The short answer to the titular question: Modelling of biological systems! The word “modelling” often brings to people’s minds the kind of modelling that Kate Moss or Gisele do. Sadly, nothing could be further from the truth. My kind of modelling is much, much, much less interesting than that, and it means the description of systems or processes with the use of mathematical equations. Why would someone decide to do something as mind-numbingly tedious as describing things with equations? Well, there are a couple good reasons actually: simulating behaviour and making predictions about performance.


Ceci, c’est une voiture…
¬†Modelling is about creating a representation of an object that you could then run simulated tests on.
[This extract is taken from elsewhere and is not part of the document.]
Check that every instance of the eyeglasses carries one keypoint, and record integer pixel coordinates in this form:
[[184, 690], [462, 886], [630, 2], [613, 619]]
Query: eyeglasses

Think of a car for example. It doesn’t have to be a particularly nice one, any old car will do, but to help your imagination along, here is a picture on the left. A car is in fact a pretty sophisticated piece of machinery. Let’s say you wanted to find out about the car’s performance (speed, turning ability, fuel consumption, when do things start to break down, etc.), and you need this information under all kinds of different conditions (different weather, different terrain, different fuel, or different driving modes). To gather all this data you would have to run hundreds or thousands of tests. If half of those tests required you to blow the engine or crash the car in the process, you would also need hundreds (or thousands!) of cars. That is obviously not the most efficient way to go about it. Instead, you can create a model of a car and simulate the exact same tests. Of course no simulation will give you the same knowledge as actually doing something yourself, so you can then pick a handful of tests that, from the results of your simulations, seem to be the most interesting to perform in real life.
… ceci, n’est pas une voiture.

In addition, your model can be used for predictive purposes, and not only to simulate tests. Think of a Formula One Grand Prix, and how important it is to get the fuel load of the car right. One way of finding out the optimal amount of fuel is to run the full race a few times, until you can safely decide which combination of starting weight and refueling strategy gives you the best chance to win. You also need to remember to run your tests under race conditions, and under different weather conditions, to make sure you consider all possible parameters. The other way, and the way that Formula One teams do it, is to gather information from previous races, from the tests you run on the car in the off-season and from the car specifications, and use it to build a predictive model that can tell you the exact amount of fuel you should have in your tank when the race starts. 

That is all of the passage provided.